The Consultant shall diligently provide Services to the Company.
コンサルタントは、会社に対して誠実に役務を提供しなければならない。
副詞 ‘diligently’ がないとどうなるでしょうか?
「誠実に」役務を提供することと、単に役務を提供することの間に差があれば、この副詞を入れることに意義があることになります。
では役務の内容が「経理業務」だとしましょう。副詞の有無によって、経理業務の内容や質にかわりがあるでしょうか?もし
The Consultant shall provide Services to the Company.
としか書いていないからといって、中途半端な仕事をしたとしたら、きっと契約違反になるでしょう。
つまり、法律の目で見ると、「誠実に」という言葉によって、どんな客観的基準が追加的に設定されたのか、よく分からないのです。(☚これがポイント)
「なるほど」と思うけれど
少なからぬ契約書の中に、このような一見「なるほど」と思われるものの、よく考えるとなくてもよい副詞、あまり役に立たない副詞が使われています。
The commencement of the installation of the System will take place on a date mutually agreed between the Parties.
システムの据え付けは、当事者が相互に合意した日に開始する。
‘mutually’ を外して読んでも、何も不自由はありません。
If the Parties cannot resolve the dispute amicably, then the Parties shall be entitled to resolve the same pursuant to clause 39.
当事者が紛争を友好的に解決できない場合は、39条(注:紛争解決方法として仲裁が指定されている条項)に従って紛争を解決する権利を有する。
紛争が発生しているのですから、そもそも当事者の間に「友好的」な雰囲気は期待できないのではないでしょうか?
副詞は必要ないのですか?
では契約文には副詞の果たす役割はないのでしょうか?そうでもありません。
文具卸商(’Seller’)と、文房具屋(’Shop’)の取引です。
① After receipt of an order from the Shop, the Seller shall deliver the Products.
② Promptly after receipt of an order from the Shop, the Seller shall deliver the Products.
③ Immediately after receipt of an order from the Shop, the Seller shall deliver the Products.

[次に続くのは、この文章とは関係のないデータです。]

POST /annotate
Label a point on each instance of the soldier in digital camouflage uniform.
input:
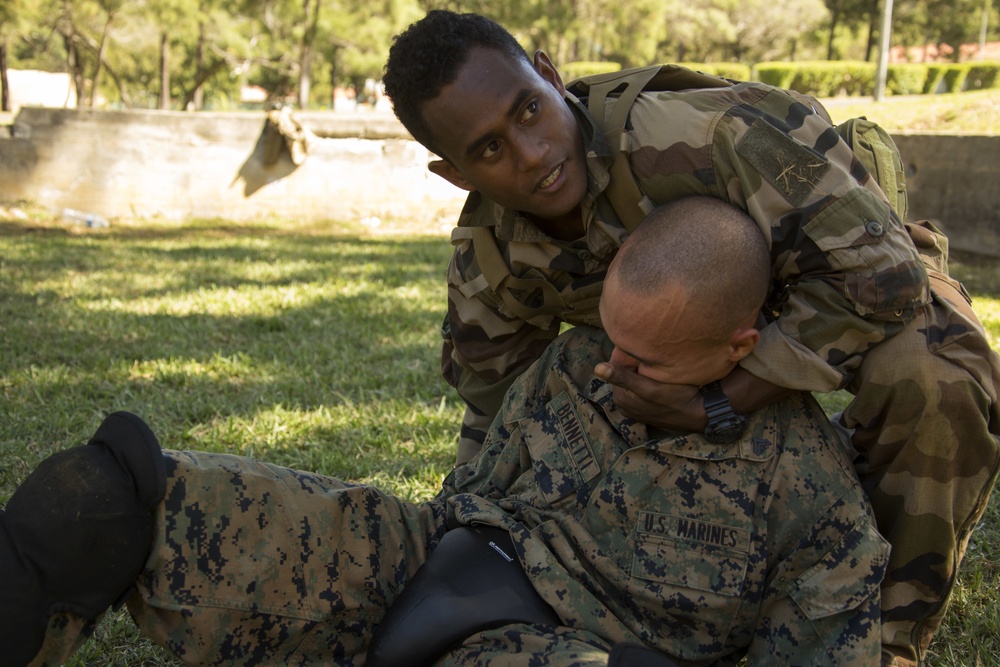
(860, 301)
(635, 537)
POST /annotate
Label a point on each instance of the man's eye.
(529, 111)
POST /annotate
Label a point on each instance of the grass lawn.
(312, 346)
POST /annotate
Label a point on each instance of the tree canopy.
(194, 54)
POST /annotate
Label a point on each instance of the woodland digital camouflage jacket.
(700, 550)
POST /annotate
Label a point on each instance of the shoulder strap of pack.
(876, 150)
(624, 86)
(494, 268)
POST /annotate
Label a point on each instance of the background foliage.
(198, 53)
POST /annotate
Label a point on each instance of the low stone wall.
(175, 165)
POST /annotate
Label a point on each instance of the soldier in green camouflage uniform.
(852, 305)
(764, 547)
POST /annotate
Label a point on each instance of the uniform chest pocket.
(562, 456)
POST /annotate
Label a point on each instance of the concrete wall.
(954, 180)
(179, 165)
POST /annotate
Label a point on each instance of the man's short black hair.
(426, 57)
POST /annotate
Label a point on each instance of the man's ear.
(743, 342)
(447, 171)
(548, 71)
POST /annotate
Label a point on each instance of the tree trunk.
(307, 50)
(164, 73)
(198, 96)
(99, 64)
(834, 19)
(4, 84)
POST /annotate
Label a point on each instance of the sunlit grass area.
(314, 346)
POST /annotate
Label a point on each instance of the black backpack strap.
(628, 200)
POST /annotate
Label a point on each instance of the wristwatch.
(724, 425)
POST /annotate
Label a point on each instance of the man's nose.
(619, 358)
(531, 151)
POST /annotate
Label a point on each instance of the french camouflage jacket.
(765, 547)
(845, 274)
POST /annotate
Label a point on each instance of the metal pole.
(982, 29)
(883, 52)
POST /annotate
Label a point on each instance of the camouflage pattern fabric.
(765, 547)
(851, 300)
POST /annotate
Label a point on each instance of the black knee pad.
(77, 532)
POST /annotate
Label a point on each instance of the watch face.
(725, 434)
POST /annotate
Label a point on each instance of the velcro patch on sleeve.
(791, 168)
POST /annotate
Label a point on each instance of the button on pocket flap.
(692, 553)
(561, 454)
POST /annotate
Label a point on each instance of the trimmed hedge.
(577, 69)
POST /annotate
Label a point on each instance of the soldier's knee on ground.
(77, 532)
(633, 655)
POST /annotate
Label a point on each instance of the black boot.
(77, 532)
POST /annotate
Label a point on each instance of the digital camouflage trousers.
(234, 580)
(926, 425)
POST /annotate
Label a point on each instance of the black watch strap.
(724, 425)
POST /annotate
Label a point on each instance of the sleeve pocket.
(846, 576)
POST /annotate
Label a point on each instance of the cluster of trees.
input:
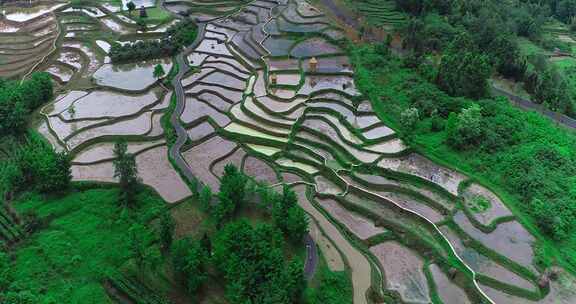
(250, 257)
(19, 99)
(35, 166)
(476, 38)
(7, 295)
(286, 215)
(526, 153)
(177, 36)
(127, 173)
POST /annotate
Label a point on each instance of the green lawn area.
(156, 15)
(530, 48)
(84, 238)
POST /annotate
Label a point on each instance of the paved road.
(311, 257)
(181, 134)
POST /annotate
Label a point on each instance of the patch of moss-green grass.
(83, 236)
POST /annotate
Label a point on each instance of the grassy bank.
(521, 156)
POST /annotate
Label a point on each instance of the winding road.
(182, 135)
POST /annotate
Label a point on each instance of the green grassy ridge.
(64, 262)
(410, 239)
(434, 148)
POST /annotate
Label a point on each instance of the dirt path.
(359, 266)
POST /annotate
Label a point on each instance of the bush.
(20, 99)
(177, 36)
(42, 167)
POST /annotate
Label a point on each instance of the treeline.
(19, 99)
(35, 165)
(526, 153)
(250, 258)
(177, 36)
(476, 38)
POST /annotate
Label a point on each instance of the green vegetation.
(19, 99)
(83, 238)
(35, 165)
(524, 153)
(334, 288)
(474, 39)
(479, 204)
(126, 172)
(174, 39)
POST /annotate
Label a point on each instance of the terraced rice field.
(406, 229)
(380, 13)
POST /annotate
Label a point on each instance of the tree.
(125, 169)
(190, 260)
(42, 167)
(143, 13)
(167, 227)
(463, 70)
(138, 240)
(205, 198)
(296, 224)
(409, 119)
(252, 262)
(232, 194)
(465, 130)
(131, 7)
(159, 71)
(288, 216)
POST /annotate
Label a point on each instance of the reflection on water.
(130, 76)
(23, 14)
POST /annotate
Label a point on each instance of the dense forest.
(176, 37)
(437, 93)
(19, 99)
(477, 38)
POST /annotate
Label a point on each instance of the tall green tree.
(167, 227)
(42, 167)
(190, 262)
(131, 7)
(296, 224)
(463, 70)
(159, 71)
(232, 194)
(126, 171)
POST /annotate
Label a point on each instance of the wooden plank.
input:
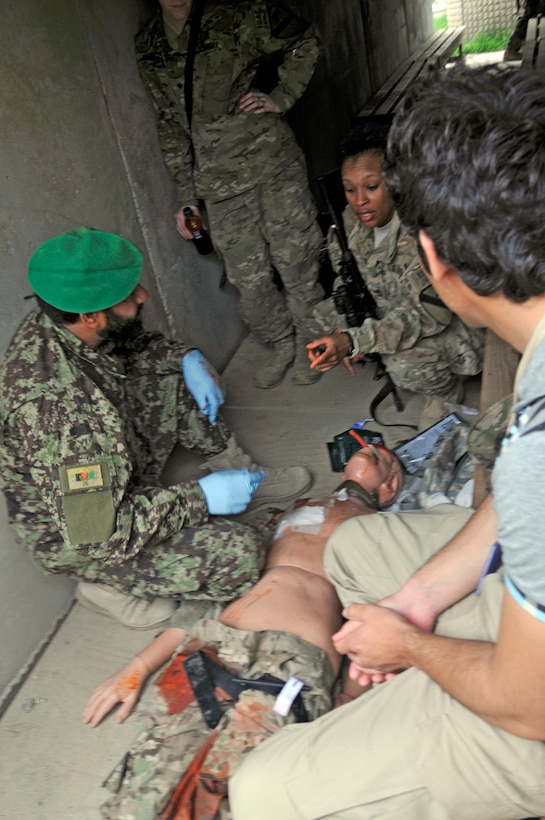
(530, 43)
(499, 368)
(539, 59)
(436, 50)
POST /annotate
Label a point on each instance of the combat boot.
(302, 374)
(280, 485)
(272, 372)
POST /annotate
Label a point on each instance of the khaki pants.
(405, 750)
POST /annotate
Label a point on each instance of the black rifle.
(353, 299)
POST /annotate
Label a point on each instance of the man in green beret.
(91, 407)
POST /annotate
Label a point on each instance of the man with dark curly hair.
(445, 615)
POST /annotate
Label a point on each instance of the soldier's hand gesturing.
(255, 102)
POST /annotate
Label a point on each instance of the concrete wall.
(79, 148)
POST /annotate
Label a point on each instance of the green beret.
(84, 270)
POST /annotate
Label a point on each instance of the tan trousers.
(405, 750)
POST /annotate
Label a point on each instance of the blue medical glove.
(203, 383)
(229, 492)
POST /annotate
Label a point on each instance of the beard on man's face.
(121, 330)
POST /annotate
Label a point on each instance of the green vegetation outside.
(482, 42)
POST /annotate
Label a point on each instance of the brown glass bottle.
(193, 223)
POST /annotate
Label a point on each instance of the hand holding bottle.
(190, 225)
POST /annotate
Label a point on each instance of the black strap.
(194, 30)
(204, 674)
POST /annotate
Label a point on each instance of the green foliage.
(483, 41)
(487, 41)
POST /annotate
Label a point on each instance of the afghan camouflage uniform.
(163, 750)
(84, 436)
(248, 168)
(424, 347)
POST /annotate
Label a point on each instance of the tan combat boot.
(272, 372)
(279, 485)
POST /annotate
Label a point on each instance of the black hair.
(366, 135)
(465, 163)
(59, 317)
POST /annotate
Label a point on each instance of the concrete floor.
(51, 764)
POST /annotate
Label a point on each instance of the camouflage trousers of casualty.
(217, 560)
(161, 754)
(271, 226)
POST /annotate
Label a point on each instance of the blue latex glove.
(203, 383)
(229, 492)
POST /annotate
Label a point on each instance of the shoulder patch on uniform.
(85, 476)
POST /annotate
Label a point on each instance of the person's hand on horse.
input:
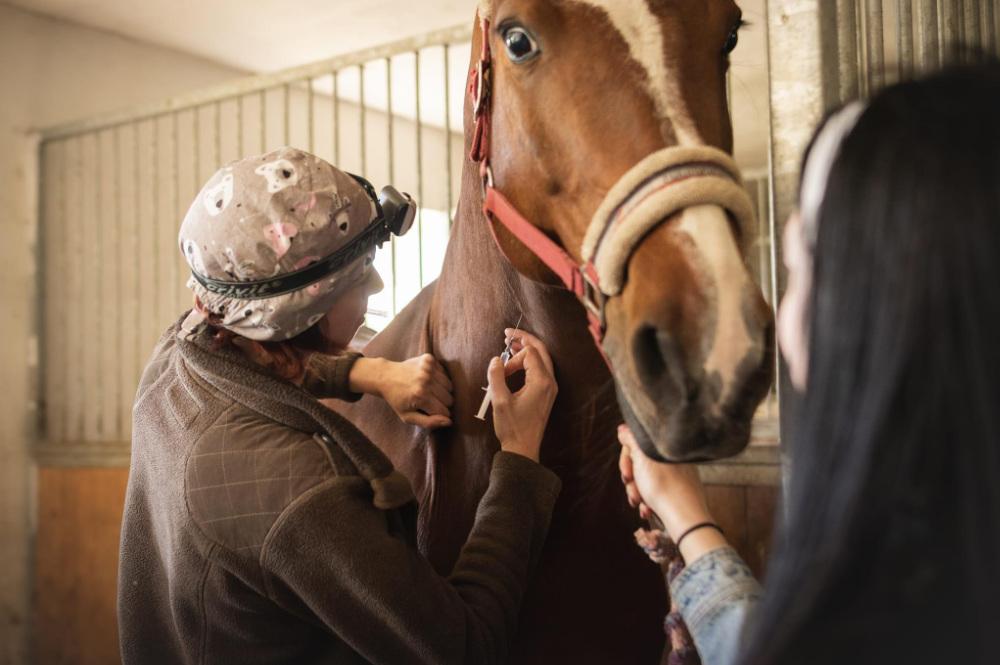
(418, 389)
(519, 419)
(673, 492)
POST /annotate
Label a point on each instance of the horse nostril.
(660, 363)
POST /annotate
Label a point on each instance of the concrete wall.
(52, 72)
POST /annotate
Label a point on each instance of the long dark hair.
(890, 551)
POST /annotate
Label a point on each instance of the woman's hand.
(418, 389)
(519, 419)
(672, 491)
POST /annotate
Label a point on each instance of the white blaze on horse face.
(708, 226)
(643, 32)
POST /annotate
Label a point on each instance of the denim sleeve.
(714, 595)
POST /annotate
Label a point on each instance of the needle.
(505, 358)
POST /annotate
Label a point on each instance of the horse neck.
(479, 293)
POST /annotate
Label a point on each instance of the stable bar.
(336, 118)
(137, 225)
(362, 120)
(951, 28)
(119, 247)
(420, 170)
(196, 148)
(217, 143)
(449, 188)
(310, 116)
(847, 52)
(875, 46)
(99, 378)
(390, 121)
(928, 39)
(861, 11)
(63, 311)
(971, 28)
(239, 128)
(996, 25)
(260, 83)
(286, 95)
(154, 161)
(79, 425)
(262, 112)
(904, 32)
(175, 172)
(988, 23)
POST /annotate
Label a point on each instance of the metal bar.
(217, 143)
(123, 412)
(336, 118)
(361, 118)
(261, 82)
(239, 128)
(98, 244)
(971, 33)
(390, 120)
(310, 116)
(847, 49)
(904, 20)
(449, 187)
(763, 234)
(137, 186)
(996, 25)
(175, 168)
(64, 260)
(43, 161)
(864, 82)
(928, 35)
(196, 147)
(81, 279)
(262, 112)
(875, 51)
(420, 170)
(951, 29)
(988, 23)
(154, 162)
(286, 99)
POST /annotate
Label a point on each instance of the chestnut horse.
(581, 92)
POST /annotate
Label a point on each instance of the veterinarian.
(261, 527)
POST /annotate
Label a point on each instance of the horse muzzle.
(688, 333)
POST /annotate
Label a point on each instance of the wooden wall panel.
(79, 519)
(77, 556)
(747, 514)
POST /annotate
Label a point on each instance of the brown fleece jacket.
(260, 527)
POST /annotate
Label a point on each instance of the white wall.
(52, 72)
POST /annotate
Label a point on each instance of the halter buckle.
(593, 298)
(482, 88)
(486, 175)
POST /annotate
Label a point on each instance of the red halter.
(582, 280)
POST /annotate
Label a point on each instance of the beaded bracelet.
(700, 525)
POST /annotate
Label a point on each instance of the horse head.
(609, 130)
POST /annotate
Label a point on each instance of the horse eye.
(520, 45)
(732, 41)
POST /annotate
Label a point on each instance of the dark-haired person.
(259, 526)
(890, 550)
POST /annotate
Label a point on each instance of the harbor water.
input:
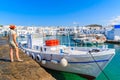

新学期が近づいた3月20日に文房具屋がノートを100冊注文しました。ノートは4月の12日に配送されました。文具卸商 は契約を守ったでしょうか?
①の「注文を受けたら出荷する」のもとでは、褒めたことではないにしても、契約違反になる遅滞とまではいえないでしょう。
②の「速やかに(promptly)」出荷する」では、契約違反といえるかどうかで、意見が分かれると思われます。
③の「直ちに(immediately)」出荷する」のもとでは、文具卸商は契約の履行を遅滞したと多くの人が考えるでしょう。
もちろん具体的な基準ではありませんが、①より②の方が迅速性が高く、③は最も早く処理することが、法的にも期待されるでしょう。
つまり副詞そのものにある程度具体的な意味があって、どう判断すべきかの方向性がわかる場合は、副詞に一定の働きはあるのです。(☚これがポイント)
意味ある副詞の例
そのような副詞で、よく見るものをあげておきましょう。
substantially(実質的に), expressly(明文で), exclusively(排他的に), equally(等しく), directly or indirectly(直接的、又は間接的に), unilaterally(一方的に), separately(別々に), validly(有効に), timely(適時に), currently(今現在は)
実際の使用頻度
現実には契約書の中には、そんなに多く副詞が使われているわけではありません。契約書の長短によりますが、1つの契約書の中にー何度使われているかは別としてー7~8種類以上も副詞が使われていたら、その契約書はとても色彩に富んでいるといえるでしょう。